God has forgiven us so much, that surely we can forgive one who calls for mercy on us. If we have seen our own brokenness and need of forgiveness, and the generous compassion of God then we will forgive. If we cannot forgive, we must ask God to show us more clearly our need for forgiveness and his great compassion.

The fellow servants see. They are distressed. Their grief, the word is used for genuine sorrow in the rest of the NT. This isn’t a fake concern, this isn’t a scoring points issue.
This is a sorrow that reflects the compassion of the master. And so they take it to the master. They go to him.
In passing that’s pretty good advice for the first step in any conflict – go to Jesus, and tell him about it first. Here the master takes action. He is angry. First we saw his compassion, now we see his anger. Anger at someone else not being shown mercy.
Tells you a lot about someone – “what makes you angry?” His question to the servant is revealing – the master had mercy – he expects the servant to show mercy in response.
The behaviour of Jesus’ followers should reflect Jesus’ character. Truly receiving God’s forgiveness should lead us to forgive others.

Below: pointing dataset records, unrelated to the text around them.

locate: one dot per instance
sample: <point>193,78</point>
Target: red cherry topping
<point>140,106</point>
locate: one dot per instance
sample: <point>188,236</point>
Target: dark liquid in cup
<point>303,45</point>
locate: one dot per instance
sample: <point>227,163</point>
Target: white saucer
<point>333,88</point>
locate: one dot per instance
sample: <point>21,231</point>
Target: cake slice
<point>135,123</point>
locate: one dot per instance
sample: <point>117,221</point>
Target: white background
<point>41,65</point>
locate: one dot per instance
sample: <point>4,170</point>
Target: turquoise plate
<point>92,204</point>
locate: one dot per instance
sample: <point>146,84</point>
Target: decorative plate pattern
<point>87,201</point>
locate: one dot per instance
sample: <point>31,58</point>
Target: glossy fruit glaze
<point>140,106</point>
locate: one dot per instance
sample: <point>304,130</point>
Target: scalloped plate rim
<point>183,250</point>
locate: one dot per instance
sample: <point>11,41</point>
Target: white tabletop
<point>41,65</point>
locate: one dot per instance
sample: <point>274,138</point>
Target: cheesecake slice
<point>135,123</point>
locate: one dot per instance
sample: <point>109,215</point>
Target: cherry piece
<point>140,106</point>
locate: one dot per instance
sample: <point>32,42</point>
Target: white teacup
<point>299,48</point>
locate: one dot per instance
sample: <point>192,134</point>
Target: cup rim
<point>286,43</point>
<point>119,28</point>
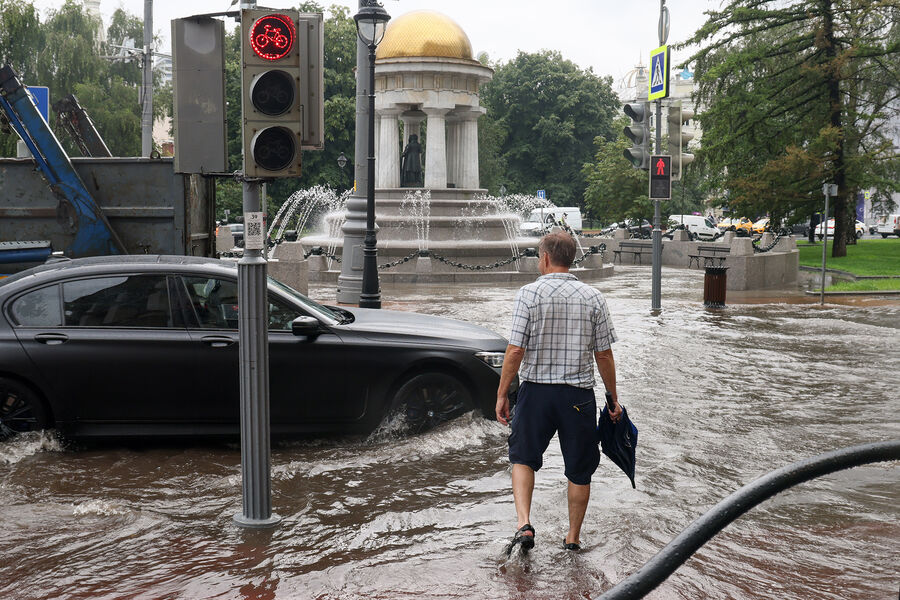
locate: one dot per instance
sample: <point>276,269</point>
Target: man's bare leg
<point>578,499</point>
<point>523,489</point>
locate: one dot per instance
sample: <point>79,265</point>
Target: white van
<point>888,225</point>
<point>702,227</point>
<point>542,219</point>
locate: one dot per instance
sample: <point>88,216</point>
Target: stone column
<point>468,151</point>
<point>387,162</point>
<point>453,139</point>
<point>436,149</point>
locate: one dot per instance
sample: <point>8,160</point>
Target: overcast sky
<point>609,35</point>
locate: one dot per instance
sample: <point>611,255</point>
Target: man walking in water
<point>560,328</point>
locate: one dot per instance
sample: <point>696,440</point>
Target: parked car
<point>742,225</point>
<point>700,227</point>
<point>542,219</point>
<point>148,346</point>
<point>761,226</point>
<point>888,225</point>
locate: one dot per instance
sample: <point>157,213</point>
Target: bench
<point>709,254</point>
<point>636,249</point>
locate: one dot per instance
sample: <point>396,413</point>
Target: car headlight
<point>491,359</point>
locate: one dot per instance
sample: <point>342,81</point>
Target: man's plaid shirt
<point>560,322</point>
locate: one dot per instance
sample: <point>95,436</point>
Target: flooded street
<point>720,398</point>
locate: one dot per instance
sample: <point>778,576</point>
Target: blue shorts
<point>543,409</point>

Not forgiving others makes God angry. It brings exclusion from God’s kingdom. The punishment is worse than the original, demonstrating how angry God is at unmercy. And we could shrug this off as just part of the story except for what Jesus says next – v35. This is how God will deal with us, if we do not forgive from the heart.
Not forgiving invites God to not forgive us – you can count to 77, or 490 if you like – but only if you want God to do the same and I’m pretty sure I’ve reached 490.

Matthew’s gospel contains a number of warnings from Jesus’ lips about the dire consequences of looking like one of Jesus followers for a while, yet being shut out of Jesus’ kingdom. It is right to talk about Jesus’ acceptance of us. But that acceptance must lead us to change. Being forgiven by God should transform us. Knowing that we deserve nothing, but that he chooses to forgive freely should soften our hearts so that we are willing to forgive others.

God’s grace not only saves us from punishment, it transforms us in the here and now.

Therefore, Jesus emphasises, we are to forgive without limits, from the heart. We are to be a community of forgiveness and grace. So what does this mean for us in practice in church life. Be ready to say sorry, and to forgive. When we forgive say so. If someone apologises, then say “I forgive you”. There is wonderful power in that declaration. Roz and I want our children to learn that in their interactions. We try and practice it in our marriage – that when one of us needs to apologise the other needs to reach the point of being able to say “I forgive you”.

It should be that way in church too. We should be ready always to forgive from the heart. Is there someone here today you need to forgive? Is there someone you need to say sorry to.? Very often when we know someone has sinned against us, we have played our part too, and need to offer our apology – part of forgiveness is not waiting.
We are about to share the peace. Before we do that, why not take a minute two to see if there is anyone God would have you forgive today, someone you need to be reconcilled to this day.